“In tema di ICI, l’inclusione di un’area in una zona destinata dal piano regolatore generale a “verde attrezzato e spazio per lo sport” non esclude l’oggettivo carattere edificabile della stessa ai sensi dell’art. 2 d.lgs. n. 504/1992, ma incide solo sulla determinazione del valore venale del bene, da valutare in concreto in base alle specifiche potenzialità edificatorie consentite dalla destinazione impressa”: è il principio posto della recente ordinanza n. 21351/2021 della Corte di Cassazione.
La Suprema Corte torna ad affrontare il tema dell’imposizione tributaria su aree destinate dagli strumenti urbanistici comunali a verde pubblico attrezzato, sul quale si riscontra un orientamento giurisprudenziale non consolidato. Infatti, se nell’ordinanza 2050/2020 e nella sentenza n. 17764/2018 viene ribadito il principio posto nella pronuncia in commento, nelle sentenze n. 2335/2013 e 27121/2019 la Corte afferma che alcune tipologie di aree hanno un vicolo di destinazione tale da precludere la loro qualificazione come edificabile (ad es. nel caso di vincolo archeologico), e dunque non sono assoggettabili all’IMU.
Emerge quindi che la Cassazione dà rilevanza, di volta in volta, alla effettiva possibilità di sfruttamento edificatorio del suolo da parte dei cittadini. Talvolta ha confermato l’applicazione del tributo nei casi in cui, pur in presenta di un vincolo pubblico, fosse possibile edificare; altre volte ha ritenuto che il vincolo urbanistico fosse tale da escludere la tassazione.
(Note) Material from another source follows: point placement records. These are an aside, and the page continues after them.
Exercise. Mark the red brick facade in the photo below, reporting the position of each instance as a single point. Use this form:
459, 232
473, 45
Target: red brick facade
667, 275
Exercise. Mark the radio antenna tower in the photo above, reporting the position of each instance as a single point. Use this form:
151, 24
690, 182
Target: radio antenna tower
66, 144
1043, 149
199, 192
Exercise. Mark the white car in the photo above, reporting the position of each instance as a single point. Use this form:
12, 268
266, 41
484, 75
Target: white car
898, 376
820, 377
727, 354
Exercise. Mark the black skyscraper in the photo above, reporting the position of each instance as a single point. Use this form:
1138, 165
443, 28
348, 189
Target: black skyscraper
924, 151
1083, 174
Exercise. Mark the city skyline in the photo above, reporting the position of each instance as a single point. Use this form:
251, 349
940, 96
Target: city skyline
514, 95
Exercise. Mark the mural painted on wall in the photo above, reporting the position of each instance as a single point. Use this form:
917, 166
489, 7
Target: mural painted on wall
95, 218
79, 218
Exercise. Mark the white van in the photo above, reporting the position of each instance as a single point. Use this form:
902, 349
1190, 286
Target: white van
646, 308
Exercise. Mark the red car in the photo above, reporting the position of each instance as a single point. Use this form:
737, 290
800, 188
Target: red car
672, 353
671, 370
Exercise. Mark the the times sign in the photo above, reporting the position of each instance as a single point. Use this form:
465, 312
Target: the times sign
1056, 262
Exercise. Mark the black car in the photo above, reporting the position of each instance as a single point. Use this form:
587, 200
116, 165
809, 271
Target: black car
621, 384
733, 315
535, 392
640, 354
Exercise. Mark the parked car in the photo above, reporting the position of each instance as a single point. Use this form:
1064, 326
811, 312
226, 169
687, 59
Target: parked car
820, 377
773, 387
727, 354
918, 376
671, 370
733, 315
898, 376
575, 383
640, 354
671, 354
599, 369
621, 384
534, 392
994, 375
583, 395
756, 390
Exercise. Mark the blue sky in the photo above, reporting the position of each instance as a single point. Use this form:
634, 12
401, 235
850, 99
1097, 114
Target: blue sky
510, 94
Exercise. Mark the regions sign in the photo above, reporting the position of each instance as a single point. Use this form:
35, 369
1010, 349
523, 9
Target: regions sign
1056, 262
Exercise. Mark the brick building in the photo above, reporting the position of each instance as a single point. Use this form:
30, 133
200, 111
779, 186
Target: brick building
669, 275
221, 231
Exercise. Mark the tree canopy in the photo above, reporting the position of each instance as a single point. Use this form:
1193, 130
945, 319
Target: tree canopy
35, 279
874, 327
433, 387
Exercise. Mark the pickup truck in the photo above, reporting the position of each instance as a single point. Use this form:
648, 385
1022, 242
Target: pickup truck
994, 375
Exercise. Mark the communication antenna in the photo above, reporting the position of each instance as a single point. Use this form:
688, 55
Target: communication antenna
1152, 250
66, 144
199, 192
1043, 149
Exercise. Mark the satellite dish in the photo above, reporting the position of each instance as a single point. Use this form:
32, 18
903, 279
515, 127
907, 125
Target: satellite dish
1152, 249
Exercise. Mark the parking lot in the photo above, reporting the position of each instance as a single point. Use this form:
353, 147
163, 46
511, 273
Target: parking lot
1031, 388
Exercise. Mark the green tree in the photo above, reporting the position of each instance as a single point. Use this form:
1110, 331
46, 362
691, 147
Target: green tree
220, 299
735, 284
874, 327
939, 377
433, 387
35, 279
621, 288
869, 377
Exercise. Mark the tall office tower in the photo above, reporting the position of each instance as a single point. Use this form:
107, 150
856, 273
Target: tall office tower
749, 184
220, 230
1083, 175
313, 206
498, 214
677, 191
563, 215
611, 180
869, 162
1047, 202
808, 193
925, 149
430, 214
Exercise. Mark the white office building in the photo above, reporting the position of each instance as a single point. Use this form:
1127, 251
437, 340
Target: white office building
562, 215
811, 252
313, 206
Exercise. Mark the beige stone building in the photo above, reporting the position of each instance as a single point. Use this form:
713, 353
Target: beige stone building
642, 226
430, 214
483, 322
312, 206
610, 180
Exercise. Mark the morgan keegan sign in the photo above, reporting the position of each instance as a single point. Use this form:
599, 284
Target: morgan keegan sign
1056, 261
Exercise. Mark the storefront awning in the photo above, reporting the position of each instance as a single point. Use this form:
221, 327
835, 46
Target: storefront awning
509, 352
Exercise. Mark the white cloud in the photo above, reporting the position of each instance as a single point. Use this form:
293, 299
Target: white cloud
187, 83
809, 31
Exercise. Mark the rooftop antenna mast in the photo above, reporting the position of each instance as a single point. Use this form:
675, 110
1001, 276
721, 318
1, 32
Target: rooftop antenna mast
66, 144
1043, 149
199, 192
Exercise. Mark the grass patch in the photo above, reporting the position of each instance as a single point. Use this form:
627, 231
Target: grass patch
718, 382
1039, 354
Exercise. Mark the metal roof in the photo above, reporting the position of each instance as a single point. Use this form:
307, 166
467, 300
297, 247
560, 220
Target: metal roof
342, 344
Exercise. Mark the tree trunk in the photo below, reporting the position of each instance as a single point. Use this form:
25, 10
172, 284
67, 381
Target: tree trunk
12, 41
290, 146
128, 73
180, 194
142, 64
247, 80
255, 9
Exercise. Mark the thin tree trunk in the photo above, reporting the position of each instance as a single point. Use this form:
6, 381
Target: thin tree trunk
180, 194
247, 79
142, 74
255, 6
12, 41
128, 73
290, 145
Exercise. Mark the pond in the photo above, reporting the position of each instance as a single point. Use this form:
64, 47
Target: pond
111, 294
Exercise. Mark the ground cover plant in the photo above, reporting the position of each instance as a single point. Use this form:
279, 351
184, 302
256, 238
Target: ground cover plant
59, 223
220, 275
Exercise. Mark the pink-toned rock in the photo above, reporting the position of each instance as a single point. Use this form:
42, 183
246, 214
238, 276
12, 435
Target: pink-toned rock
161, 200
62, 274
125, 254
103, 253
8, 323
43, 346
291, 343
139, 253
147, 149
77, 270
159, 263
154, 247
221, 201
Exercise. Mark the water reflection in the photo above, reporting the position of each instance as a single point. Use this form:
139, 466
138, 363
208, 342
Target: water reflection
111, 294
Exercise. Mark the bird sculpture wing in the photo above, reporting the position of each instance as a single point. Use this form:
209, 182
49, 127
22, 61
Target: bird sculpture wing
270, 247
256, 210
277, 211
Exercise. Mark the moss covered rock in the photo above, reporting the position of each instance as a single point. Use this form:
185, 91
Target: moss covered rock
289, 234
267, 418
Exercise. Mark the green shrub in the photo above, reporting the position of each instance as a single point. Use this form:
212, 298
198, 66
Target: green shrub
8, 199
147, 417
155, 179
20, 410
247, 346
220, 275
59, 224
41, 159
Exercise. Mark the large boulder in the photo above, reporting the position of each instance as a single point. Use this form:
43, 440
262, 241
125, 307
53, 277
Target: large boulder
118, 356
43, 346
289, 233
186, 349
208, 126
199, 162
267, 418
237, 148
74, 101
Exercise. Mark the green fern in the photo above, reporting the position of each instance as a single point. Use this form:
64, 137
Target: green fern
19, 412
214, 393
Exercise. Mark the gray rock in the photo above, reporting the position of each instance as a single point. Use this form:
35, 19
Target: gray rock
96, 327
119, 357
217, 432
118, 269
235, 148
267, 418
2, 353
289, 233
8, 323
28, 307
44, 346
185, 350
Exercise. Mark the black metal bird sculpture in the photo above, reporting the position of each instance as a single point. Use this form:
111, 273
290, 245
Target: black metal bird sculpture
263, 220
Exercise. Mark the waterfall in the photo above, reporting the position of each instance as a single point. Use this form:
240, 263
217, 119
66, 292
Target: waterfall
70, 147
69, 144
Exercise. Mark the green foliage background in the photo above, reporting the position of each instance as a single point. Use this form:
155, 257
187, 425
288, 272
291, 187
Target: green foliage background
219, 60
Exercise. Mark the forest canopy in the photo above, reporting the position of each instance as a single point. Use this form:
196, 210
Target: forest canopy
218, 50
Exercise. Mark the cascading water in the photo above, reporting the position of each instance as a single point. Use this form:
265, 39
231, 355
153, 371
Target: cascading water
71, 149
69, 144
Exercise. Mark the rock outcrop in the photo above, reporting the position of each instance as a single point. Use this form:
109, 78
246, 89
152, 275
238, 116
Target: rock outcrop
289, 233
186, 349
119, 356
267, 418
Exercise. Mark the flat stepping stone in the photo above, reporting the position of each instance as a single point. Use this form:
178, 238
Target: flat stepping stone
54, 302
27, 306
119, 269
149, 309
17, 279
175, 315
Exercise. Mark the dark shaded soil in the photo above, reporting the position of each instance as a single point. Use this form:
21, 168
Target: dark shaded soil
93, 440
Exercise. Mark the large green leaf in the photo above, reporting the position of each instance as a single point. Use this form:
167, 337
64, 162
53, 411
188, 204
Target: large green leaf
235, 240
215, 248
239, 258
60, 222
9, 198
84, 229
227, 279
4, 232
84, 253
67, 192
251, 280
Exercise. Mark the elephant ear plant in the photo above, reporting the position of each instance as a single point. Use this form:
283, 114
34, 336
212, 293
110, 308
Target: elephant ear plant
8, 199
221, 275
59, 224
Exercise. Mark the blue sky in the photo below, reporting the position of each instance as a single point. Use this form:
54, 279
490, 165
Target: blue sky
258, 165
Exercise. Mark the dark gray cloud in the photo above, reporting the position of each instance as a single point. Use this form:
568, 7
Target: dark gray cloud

Tenuto conto che gli orientamenti sopra descritti si sono susseguiti in un arco di tempo relativamente breve, mostrando un atteggiamento altalenante della Suprema Corte, non è possibile, a nostro avviso, ritenere un punto di vista prevalente sull’altro.
Si auspica quindi in un intervento giurisprudenziale definitivo, magari a cura delle Sezioni Unite, che possa definire con certezza la questione, anche al fine di limitare il ricorso a contenzioso in tutte le circostanze simili a quelle sopra descritte.